A story always have at least two points of view.
And that's the way divorces work, if he doesn't like it, then he should criticize the laws, not a person who didn't make them.
He wanted to make Sandra look bad but the one who looses many many many points talking this way is him. And it's not even because of what he says, everyone has the right to give their opinions, it's the way he talks, it's disgusting.
He must be a really bad writer if he doesn't even know how to express himself without saying things like "screw" someone.
Guess someone is looking for free publicity for his work and can not have it without naming the real star: Sandra.

Anonymous said...

Well said!! I agree with everything you said.

Becky said...

Surely he sold his rights when they made the film, so technically his view means nothing. He sold his story to the film company and they can make any changes they want. He's taking it too personally, and is being very unproffesional.

Blaming one actress is ridiculous, and the remarks about her marriage and divorce are uncalled for. He sounds like a right arse.
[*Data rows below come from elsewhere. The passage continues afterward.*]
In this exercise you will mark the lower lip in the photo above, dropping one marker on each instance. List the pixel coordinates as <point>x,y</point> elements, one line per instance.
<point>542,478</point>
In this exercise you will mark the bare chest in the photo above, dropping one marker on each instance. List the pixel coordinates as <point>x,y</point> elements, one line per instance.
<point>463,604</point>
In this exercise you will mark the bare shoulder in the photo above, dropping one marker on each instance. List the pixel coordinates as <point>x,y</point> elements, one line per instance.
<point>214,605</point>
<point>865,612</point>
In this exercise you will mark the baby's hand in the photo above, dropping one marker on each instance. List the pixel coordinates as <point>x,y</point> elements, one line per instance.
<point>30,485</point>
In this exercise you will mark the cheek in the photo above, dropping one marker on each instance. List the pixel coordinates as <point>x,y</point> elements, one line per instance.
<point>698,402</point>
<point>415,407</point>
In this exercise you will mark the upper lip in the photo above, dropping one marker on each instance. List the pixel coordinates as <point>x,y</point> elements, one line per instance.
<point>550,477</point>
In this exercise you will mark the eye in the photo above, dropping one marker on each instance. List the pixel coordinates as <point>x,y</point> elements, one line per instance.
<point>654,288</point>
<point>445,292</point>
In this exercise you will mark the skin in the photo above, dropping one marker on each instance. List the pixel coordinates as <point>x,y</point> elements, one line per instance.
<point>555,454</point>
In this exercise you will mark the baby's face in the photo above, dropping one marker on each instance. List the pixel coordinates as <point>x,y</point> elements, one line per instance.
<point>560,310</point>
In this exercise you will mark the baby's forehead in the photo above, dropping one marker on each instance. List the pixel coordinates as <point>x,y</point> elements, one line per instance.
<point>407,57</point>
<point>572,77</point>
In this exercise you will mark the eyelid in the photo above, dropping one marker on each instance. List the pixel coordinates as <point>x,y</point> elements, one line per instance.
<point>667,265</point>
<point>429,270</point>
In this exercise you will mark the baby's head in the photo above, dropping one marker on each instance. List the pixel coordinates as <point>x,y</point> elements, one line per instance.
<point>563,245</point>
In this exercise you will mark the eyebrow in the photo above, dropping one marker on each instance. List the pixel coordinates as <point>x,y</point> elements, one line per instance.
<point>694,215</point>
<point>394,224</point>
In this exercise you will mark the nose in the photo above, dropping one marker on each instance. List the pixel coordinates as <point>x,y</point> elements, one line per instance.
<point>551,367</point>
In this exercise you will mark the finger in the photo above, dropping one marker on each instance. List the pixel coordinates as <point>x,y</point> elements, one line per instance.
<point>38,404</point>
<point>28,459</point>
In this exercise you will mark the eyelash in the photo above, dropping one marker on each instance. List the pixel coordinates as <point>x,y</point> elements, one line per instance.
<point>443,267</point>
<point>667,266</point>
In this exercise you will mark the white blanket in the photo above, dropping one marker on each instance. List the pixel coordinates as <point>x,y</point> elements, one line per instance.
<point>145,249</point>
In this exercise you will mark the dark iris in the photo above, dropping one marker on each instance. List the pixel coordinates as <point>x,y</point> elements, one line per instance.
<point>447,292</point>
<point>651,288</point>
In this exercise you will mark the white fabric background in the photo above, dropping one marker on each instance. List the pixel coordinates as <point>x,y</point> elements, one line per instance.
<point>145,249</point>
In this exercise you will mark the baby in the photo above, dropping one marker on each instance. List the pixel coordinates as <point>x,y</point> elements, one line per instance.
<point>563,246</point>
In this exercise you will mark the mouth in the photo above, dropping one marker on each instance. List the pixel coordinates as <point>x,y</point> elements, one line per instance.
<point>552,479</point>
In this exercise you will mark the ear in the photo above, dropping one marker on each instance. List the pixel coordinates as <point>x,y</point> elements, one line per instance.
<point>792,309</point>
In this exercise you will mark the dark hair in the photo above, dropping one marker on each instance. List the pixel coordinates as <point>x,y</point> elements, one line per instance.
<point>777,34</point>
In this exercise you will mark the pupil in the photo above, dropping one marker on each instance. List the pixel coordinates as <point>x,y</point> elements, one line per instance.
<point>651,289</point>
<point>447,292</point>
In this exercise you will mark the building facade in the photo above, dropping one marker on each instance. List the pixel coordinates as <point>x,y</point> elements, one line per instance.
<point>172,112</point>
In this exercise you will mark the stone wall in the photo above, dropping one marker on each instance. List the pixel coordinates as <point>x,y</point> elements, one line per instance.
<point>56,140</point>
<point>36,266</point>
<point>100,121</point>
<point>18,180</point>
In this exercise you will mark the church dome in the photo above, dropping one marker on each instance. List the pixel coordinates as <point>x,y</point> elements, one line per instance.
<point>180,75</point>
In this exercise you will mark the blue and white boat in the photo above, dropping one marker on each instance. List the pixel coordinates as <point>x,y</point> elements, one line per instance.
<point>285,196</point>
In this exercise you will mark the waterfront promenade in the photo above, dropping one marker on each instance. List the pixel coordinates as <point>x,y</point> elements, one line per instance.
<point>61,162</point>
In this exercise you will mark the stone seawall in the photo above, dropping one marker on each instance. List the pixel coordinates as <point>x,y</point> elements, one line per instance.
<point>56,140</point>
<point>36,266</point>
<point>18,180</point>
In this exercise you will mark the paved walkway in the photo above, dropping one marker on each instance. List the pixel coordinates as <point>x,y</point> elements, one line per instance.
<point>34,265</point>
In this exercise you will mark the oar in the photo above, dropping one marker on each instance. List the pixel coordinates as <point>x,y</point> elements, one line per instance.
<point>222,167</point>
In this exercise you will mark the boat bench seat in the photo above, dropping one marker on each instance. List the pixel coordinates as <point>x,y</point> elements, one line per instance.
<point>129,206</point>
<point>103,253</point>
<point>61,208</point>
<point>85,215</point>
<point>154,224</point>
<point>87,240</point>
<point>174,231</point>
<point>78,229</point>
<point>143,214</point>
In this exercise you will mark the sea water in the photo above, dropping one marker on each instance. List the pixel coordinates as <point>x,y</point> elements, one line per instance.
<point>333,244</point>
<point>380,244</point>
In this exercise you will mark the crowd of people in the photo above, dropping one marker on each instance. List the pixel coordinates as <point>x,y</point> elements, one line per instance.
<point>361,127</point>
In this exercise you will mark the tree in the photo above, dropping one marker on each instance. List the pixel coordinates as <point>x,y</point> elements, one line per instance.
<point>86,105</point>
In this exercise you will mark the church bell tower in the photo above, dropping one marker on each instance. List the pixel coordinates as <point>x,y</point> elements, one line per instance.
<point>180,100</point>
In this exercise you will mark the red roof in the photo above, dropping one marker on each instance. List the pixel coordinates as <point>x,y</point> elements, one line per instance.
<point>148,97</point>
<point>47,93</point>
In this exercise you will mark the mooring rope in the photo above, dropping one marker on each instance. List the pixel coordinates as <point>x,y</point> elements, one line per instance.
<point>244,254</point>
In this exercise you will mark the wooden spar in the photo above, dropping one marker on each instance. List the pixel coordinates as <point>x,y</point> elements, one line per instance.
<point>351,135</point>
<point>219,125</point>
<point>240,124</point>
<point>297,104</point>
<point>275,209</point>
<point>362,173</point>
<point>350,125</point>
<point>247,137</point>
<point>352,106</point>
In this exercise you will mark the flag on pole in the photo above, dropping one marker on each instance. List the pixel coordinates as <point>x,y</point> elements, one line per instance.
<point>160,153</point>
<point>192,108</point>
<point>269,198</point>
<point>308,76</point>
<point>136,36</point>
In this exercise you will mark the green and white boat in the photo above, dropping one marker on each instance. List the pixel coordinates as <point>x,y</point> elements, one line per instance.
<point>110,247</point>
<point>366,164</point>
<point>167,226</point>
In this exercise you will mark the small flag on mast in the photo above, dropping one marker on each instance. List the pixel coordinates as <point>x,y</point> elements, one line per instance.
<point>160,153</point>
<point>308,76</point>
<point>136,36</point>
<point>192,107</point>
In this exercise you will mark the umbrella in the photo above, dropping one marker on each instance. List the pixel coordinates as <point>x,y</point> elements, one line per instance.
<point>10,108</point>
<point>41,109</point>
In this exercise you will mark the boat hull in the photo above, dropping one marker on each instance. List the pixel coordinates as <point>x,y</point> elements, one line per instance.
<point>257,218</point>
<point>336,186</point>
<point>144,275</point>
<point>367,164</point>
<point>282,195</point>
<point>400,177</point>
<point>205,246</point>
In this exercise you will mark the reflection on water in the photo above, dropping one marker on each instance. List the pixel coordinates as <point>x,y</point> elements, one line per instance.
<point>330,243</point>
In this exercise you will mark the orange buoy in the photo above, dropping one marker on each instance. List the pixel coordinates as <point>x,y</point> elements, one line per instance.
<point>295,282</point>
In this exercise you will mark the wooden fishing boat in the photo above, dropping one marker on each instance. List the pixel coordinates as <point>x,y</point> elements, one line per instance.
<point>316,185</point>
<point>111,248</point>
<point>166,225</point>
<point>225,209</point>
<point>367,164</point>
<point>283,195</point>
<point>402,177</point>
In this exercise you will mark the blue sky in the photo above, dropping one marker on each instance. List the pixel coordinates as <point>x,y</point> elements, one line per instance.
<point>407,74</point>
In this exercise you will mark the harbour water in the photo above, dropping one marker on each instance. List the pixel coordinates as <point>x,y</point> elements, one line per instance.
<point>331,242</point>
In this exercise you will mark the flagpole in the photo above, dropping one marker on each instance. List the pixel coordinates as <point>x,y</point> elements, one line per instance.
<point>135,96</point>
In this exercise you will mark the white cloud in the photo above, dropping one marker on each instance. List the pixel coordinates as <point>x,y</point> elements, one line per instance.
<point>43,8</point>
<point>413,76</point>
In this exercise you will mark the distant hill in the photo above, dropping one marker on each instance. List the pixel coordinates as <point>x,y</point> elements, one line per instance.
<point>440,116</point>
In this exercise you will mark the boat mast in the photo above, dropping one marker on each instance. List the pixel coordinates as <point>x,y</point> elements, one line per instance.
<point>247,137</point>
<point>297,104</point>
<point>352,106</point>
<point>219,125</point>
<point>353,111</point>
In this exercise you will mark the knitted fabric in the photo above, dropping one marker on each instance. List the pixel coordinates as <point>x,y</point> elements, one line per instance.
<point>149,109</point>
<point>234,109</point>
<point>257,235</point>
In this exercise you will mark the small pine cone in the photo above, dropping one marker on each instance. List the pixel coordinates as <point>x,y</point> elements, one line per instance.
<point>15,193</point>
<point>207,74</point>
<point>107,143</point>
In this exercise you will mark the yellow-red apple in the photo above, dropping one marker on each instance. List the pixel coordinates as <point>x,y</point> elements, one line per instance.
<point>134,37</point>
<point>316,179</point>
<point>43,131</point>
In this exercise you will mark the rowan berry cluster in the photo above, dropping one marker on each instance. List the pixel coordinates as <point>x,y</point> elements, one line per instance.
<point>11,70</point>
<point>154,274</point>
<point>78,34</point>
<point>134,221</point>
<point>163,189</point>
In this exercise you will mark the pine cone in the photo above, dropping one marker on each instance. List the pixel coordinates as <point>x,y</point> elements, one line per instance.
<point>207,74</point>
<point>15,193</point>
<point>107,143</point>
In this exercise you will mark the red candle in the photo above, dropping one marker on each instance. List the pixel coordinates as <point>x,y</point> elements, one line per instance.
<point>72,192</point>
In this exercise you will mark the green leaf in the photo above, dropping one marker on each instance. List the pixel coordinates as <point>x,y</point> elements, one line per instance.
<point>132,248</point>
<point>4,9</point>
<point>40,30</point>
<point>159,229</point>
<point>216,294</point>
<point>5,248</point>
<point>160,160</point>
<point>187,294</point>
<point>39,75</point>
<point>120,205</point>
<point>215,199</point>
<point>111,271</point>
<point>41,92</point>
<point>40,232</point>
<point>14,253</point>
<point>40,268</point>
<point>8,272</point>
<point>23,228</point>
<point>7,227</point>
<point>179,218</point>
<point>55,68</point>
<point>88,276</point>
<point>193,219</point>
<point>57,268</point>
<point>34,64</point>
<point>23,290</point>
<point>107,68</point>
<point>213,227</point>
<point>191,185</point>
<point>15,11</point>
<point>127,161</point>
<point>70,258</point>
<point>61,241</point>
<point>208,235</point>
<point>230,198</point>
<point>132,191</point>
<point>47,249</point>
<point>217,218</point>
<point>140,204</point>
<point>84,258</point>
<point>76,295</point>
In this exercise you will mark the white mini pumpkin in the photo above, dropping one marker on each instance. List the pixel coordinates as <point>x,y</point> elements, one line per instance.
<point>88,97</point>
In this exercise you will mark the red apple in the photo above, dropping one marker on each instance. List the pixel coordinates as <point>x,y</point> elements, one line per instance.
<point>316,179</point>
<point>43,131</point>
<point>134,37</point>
Sandra's amazing, he should have been glad to have her in his film.


Emma said...

Well, if I needed a reason not to see the sequel or to read his book, he just gave me one.

Anonymous said...

The writer must be friends with the Ex-husband. To say he didn't like Sandra Oh's choices about the role a professional problem. The fact that the writer brought up Sandra Oh's divorce settlement shows a personal issue.

Anonymous said...

One of the most appalling interviews I've ever read. Clearly, he has no artistic integrity if he bases his next book around displeasure at artistic choices made for a movie, and certainly no class. Sandra was the highlight of an overrated movie. By writing her out, he pretty much guaranteed no sequel will be made.

At least Sandra has the last laugh in the form of respect and admiration from her peers and the public for her intelligence, skill and class.

Anonymous said...

Wow what a prat. I enjoyed sideways the film but have never read the book. I liked Sandra Oh's character. Oh well he's losing out.

Anonymous said...

Who would watch the sequel without Sandra anyways? The only reason I watched some of Sideways was because of her, and I still couldnt get through the entire movie because I found it so dull.

Pickett is pathetic. Like another commenter said, the only way he could garner publicity for himself was to use Sandra's name. If it wasn't that affiliation, no one would give a damn what he has to say.

Anonymous said...

That Pickett sounds like a LOSER - I doubt Payne would make a sequel anyways. Big deal if the movie is different to the book - it's called an adaptation.

Anonymous said...

what a douche

Anonymous said...

Bitch please,Sandra is freaking amazing.

Anonymous said...

I love the movie and have also read the book. It is perhaps the only time I have felt that a movie was better than the book. The movie had heart and depth and the dialogue and plot were more believable. By contrast, I found the characters in the book hard to like ... all of them. The men were shallow jerks and the women were trashy. The memorable "Life of Wine" soliloquy by Maya in the movie would NEVER be uttered by Maya in the book. I was hoping for a movie sequel, but have little desire to read the book's second installment.